Rapporté par Abu Huraira : J'ai entendu le Prophète (ﷺ) dire : Cinq pratiques font partie de la Fitra : la circoncision, se raser les poils pubiens, raccourcir la moustache, se couper les ongles et enlever les poils des aisselles
Rapporté par Nafi: IbnUmar a dit : Le Prophète (ﷺ) a dit : Faites le contraire de ce que font les polythéistes. Laissez pousser la barbe et raccourcissez la moustache. Chaque fois qu'Ibn Umar accomplissait le Hajj ou la Umra, il prenait sa barbe dans sa main et coupait ce qui dépassait
Rapporté par Ibn `Umar : Le Messager d'Allah (ﷺ) a dit : Raccourcissez la moustache et laissez la barbe telle quelle
Rapporté par Muhammad bin Seereen : J'ai demandé à Anas : « Le Prophète (ﷺ) teignait-il ses cheveux ? » Anas a répondu : Le Prophète (ﷺ) n'avait que quelques cheveux blancs
Rapporté par Thabit : On a demandé à Anas si le Prophète (ﷺ) utilisait une teinture pour les cheveux. Il a répondu : « Le Prophète (ﷺ) n’avait pas assez de cheveux blancs pour les teindre ; si j’avais voulu, j’aurais pu compter les quelques poils décolorés dans sa barbe. »
Rapporté par Israïl : ‘Uthman bin ‘Abdullah bin Mauhab a dit : « Ma famille m’a envoyé avec un bol d’eau chez Umm Salama. » Israïl a montré trois doigts pour indiquer la petite taille du récipient dans lequel il y avait des cheveux du Prophète. ‘Uthman a ajouté : « Si quelqu’un souffrait du mauvais œil ou d’une maladie, il envoyait un récipient d’eau à Umm Salama. J’ai regardé dans le récipient qui contenait les cheveux du Prophète et j’y ai vu quelques cheveux roux. »

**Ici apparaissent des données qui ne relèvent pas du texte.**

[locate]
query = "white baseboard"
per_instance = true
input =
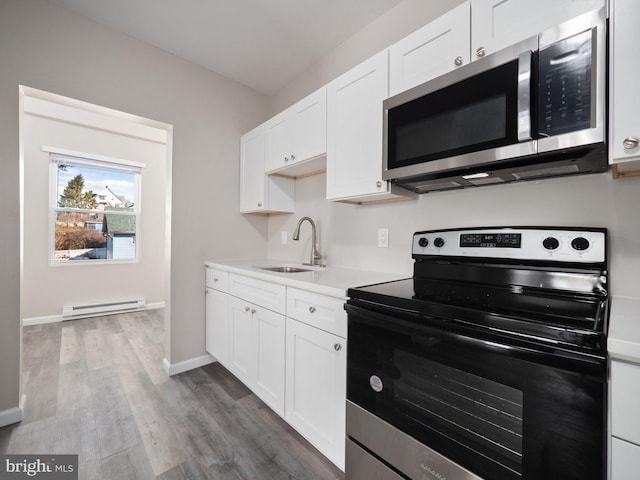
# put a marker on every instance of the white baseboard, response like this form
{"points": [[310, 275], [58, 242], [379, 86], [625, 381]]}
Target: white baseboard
{"points": [[10, 416], [174, 369], [27, 322]]}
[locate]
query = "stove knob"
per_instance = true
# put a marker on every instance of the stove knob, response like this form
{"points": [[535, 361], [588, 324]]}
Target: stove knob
{"points": [[580, 243], [550, 243]]}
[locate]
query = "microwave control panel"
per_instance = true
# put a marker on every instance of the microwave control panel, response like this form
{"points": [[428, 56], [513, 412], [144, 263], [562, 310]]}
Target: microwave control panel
{"points": [[564, 76]]}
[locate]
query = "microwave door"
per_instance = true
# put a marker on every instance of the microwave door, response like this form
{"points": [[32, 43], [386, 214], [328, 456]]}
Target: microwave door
{"points": [[572, 85], [482, 118]]}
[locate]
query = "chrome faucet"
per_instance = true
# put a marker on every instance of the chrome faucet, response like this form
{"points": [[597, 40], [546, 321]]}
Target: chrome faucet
{"points": [[315, 257]]}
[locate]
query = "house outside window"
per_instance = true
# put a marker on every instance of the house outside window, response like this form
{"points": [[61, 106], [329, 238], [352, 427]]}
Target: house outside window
{"points": [[95, 208]]}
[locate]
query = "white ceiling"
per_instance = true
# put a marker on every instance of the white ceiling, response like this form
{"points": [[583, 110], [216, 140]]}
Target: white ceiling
{"points": [[263, 44]]}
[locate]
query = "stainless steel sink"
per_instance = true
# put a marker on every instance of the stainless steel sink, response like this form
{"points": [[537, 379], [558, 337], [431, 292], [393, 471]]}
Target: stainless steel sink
{"points": [[285, 269]]}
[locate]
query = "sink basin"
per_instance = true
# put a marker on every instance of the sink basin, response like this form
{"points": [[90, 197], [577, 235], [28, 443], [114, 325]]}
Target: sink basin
{"points": [[285, 269]]}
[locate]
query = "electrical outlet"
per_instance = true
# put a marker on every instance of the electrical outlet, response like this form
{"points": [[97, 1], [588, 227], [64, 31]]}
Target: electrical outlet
{"points": [[383, 237]]}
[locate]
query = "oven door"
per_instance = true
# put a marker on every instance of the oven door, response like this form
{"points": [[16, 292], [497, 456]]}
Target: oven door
{"points": [[477, 115], [499, 410]]}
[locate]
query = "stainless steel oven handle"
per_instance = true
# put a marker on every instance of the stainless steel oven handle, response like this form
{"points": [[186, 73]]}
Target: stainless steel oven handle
{"points": [[524, 96]]}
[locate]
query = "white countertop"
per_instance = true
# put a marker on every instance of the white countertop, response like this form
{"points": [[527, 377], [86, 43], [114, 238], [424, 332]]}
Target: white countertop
{"points": [[624, 329], [333, 281]]}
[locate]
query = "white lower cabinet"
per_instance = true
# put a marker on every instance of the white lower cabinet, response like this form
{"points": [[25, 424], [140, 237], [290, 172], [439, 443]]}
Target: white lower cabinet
{"points": [[316, 387], [217, 330], [625, 460], [270, 355], [625, 424], [256, 350], [296, 364]]}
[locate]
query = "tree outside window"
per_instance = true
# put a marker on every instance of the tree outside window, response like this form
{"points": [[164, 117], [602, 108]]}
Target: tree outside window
{"points": [[95, 210]]}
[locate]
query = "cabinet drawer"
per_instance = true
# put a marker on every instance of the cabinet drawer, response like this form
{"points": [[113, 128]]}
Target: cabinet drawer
{"points": [[265, 294], [320, 311], [625, 398], [217, 279]]}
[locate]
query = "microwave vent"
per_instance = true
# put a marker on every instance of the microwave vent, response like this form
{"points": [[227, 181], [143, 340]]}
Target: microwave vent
{"points": [[547, 172], [432, 186], [486, 181]]}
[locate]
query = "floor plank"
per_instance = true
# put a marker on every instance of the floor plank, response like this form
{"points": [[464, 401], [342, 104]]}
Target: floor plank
{"points": [[96, 388]]}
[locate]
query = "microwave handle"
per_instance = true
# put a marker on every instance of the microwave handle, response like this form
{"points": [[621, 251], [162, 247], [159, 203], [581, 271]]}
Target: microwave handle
{"points": [[524, 96]]}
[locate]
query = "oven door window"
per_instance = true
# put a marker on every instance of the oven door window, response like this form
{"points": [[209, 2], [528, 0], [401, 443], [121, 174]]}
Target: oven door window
{"points": [[473, 115], [500, 416]]}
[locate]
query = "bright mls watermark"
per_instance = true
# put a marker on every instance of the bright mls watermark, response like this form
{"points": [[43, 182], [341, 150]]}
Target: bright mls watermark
{"points": [[51, 467]]}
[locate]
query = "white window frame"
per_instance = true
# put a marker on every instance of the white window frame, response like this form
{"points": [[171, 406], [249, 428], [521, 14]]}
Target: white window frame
{"points": [[58, 156]]}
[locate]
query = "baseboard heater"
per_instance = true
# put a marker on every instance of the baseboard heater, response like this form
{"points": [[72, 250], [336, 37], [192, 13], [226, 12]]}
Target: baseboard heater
{"points": [[74, 311]]}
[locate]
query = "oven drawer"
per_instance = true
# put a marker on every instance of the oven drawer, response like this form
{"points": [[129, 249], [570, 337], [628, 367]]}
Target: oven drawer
{"points": [[362, 466], [410, 457]]}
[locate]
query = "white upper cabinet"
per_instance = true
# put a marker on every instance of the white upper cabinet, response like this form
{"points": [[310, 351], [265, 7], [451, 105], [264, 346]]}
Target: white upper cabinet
{"points": [[296, 139], [624, 100], [434, 50], [260, 193], [496, 24], [354, 133]]}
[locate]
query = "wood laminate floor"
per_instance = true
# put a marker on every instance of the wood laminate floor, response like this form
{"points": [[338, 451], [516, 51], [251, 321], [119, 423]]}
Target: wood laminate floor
{"points": [[95, 387]]}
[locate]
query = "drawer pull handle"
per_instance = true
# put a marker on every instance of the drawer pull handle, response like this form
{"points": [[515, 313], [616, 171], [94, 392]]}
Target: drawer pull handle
{"points": [[630, 142]]}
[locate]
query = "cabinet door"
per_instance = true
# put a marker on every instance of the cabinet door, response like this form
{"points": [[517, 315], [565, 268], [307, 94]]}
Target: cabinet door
{"points": [[279, 140], [259, 292], [625, 399], [435, 49], [252, 178], [354, 130], [260, 193], [270, 354], [496, 24], [624, 69], [241, 341], [216, 325], [310, 126], [316, 388]]}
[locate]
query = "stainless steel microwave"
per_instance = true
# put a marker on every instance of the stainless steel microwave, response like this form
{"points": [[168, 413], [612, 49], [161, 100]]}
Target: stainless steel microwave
{"points": [[536, 109]]}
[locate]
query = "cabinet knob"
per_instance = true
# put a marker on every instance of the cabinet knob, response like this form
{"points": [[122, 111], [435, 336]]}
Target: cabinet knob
{"points": [[630, 142]]}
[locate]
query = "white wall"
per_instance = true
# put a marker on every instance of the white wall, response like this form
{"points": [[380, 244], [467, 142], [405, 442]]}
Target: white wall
{"points": [[48, 48], [348, 233], [397, 23], [46, 288]]}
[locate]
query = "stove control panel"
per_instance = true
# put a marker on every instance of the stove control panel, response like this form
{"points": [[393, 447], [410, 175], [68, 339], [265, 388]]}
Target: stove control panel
{"points": [[529, 243]]}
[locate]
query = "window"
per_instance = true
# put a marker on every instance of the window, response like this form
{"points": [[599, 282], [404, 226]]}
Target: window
{"points": [[95, 205]]}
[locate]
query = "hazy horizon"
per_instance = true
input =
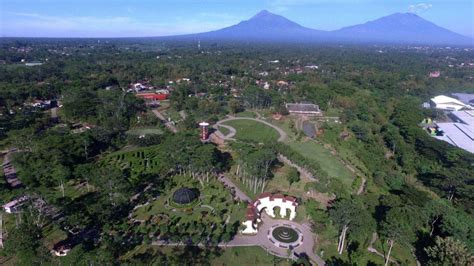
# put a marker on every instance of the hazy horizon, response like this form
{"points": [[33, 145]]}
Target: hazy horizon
{"points": [[144, 18]]}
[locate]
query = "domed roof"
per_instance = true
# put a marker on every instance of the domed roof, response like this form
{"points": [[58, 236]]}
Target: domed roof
{"points": [[185, 195]]}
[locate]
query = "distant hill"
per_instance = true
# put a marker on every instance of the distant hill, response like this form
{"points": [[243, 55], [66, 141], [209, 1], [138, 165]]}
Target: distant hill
{"points": [[398, 28], [401, 28]]}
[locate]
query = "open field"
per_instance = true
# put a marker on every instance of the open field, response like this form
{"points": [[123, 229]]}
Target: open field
{"points": [[214, 213], [248, 130], [240, 256]]}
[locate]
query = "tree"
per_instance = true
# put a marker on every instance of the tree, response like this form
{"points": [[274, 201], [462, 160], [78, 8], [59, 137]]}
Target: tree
{"points": [[449, 251], [25, 241], [351, 216], [293, 176]]}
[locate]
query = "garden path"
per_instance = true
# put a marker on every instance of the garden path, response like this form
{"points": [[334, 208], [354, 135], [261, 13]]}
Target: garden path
{"points": [[167, 124], [283, 135]]}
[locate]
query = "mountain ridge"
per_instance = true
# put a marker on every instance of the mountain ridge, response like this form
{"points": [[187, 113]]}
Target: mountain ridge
{"points": [[400, 28]]}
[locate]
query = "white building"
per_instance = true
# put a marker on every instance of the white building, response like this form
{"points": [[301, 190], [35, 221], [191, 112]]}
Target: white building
{"points": [[447, 103]]}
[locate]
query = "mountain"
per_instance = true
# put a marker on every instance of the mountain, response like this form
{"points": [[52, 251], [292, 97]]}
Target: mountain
{"points": [[406, 28], [265, 26], [401, 28]]}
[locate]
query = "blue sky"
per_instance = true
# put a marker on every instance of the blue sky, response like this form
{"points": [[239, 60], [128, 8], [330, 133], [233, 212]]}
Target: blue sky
{"points": [[118, 18]]}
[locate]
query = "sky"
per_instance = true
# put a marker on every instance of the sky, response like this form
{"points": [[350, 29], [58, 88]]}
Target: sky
{"points": [[130, 18]]}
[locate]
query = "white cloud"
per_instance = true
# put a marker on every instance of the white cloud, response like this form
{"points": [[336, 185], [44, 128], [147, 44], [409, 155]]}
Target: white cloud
{"points": [[419, 8]]}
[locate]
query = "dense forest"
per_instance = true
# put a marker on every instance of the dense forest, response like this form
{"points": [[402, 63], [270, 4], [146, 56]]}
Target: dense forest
{"points": [[419, 192]]}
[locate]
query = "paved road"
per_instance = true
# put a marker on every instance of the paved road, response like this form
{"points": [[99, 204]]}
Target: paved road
{"points": [[238, 193], [283, 135], [229, 136], [261, 239], [167, 124]]}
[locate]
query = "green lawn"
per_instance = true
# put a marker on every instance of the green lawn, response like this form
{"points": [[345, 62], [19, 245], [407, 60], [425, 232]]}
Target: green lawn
{"points": [[248, 130], [329, 163], [214, 209]]}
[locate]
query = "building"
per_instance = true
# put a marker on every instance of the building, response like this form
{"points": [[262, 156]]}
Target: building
{"points": [[460, 132], [447, 103], [303, 109], [153, 96]]}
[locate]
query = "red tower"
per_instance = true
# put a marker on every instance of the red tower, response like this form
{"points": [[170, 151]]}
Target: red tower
{"points": [[204, 130]]}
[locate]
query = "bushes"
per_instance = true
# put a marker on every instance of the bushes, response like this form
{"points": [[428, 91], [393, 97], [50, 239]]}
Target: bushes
{"points": [[310, 165]]}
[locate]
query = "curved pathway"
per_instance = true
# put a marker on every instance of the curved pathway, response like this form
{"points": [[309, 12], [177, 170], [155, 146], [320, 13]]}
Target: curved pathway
{"points": [[283, 135]]}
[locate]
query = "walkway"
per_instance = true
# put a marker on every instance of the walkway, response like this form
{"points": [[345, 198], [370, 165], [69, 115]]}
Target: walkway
{"points": [[305, 247], [283, 135], [168, 124]]}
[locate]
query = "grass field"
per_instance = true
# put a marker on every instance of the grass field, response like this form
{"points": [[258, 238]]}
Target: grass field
{"points": [[224, 130], [248, 130]]}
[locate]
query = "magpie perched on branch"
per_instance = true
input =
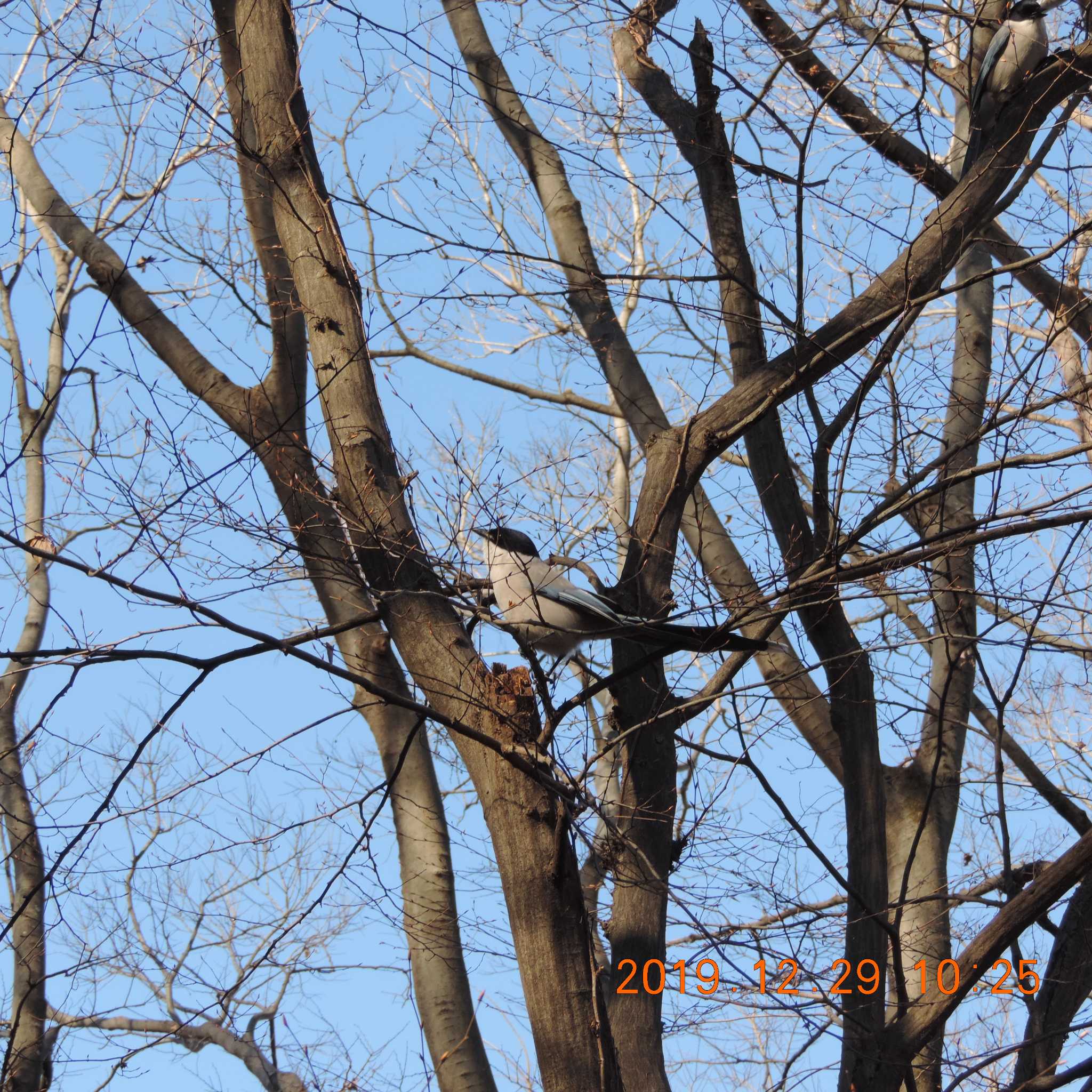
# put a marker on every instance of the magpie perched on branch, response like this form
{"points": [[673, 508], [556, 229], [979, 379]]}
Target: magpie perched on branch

Rapporté par ‘Uthman bin ‘Abdullah bin Mauhab : Je suis allé chez Umm Salama et elle nous a montré des cheveux teints du Prophète
Rapporté par Ibn Mauhab : Umm Salama lui a aussi montré des cheveux roux du Prophète
Rapporté par Abu Huraira : Le Prophète (ﷺ) a dit : « Les juifs et les chrétiens ne teignent pas leurs cheveux, alors faites le contraire d’eux. »
Rapporté par Anas bin Malik : Le Prophète (ﷺ) n’était ni très grand, ni petit ; il n’était ni très blanc, ni brun. Ses cheveux n’étaient ni très bouclés, ni tout à fait raides. Allah l’a envoyé (comme Messager) à l’âge de quarante ans ; après cela, il est resté dix ans à La Mecque, puis dix autres années à Médine. Allah l’a rappelé à Lui à l’âge de soixante ans, et il n’avait presque pas dix cheveux blancs sur la tête et dans la barbe
Rapporté par Al-Bara' : Je n’ai jamais vu quelqu’un porter un manteau rouge et être plus beau que le Prophète. Rapporté par Malik : Les cheveux du Prophète (ﷺ) descendaient jusqu’à ses épaules. Abou Ishaq a dit : « Je l’ai entendu raconter cela plus d’une fois. Il riait toujours en le racontant. » Rapporté par Shu`ba : Les cheveux du Prophète (ﷺ) descendaient jusqu’aux lobes des oreilles
Rapporté par Abdullah bin Umar : Le Messager d’Allah (ﷺ) a dit : « Aujourd’hui, je me suis vu en rêve près de la Kaba. J’ai vu un homme brun clair, le plus beau des hommes bruns que vous puissiez voir. Il avait les plus beaux cheveux (descendant jusqu’aux lobes des oreilles) que vous puissiez voir. Il les avait coiffés et ils étaient mouillés ; il faisait le Tawaf autour de la Kaba, appuyé sur deux hommes ou sur les épaules de deux hommes. J’ai demandé : “Qui est-ce ?” On a répondu : “Le Messie, fils de Marie.” Soudain, j’ai vu un homme aux cheveux bouclés, aveugle de l’œil droit, qui ressemblait à un raisin qui ressort. J’ai demandé : “Qui est-ce ?” On a répondu : “C’est le Massih Ad-Dajjal.” »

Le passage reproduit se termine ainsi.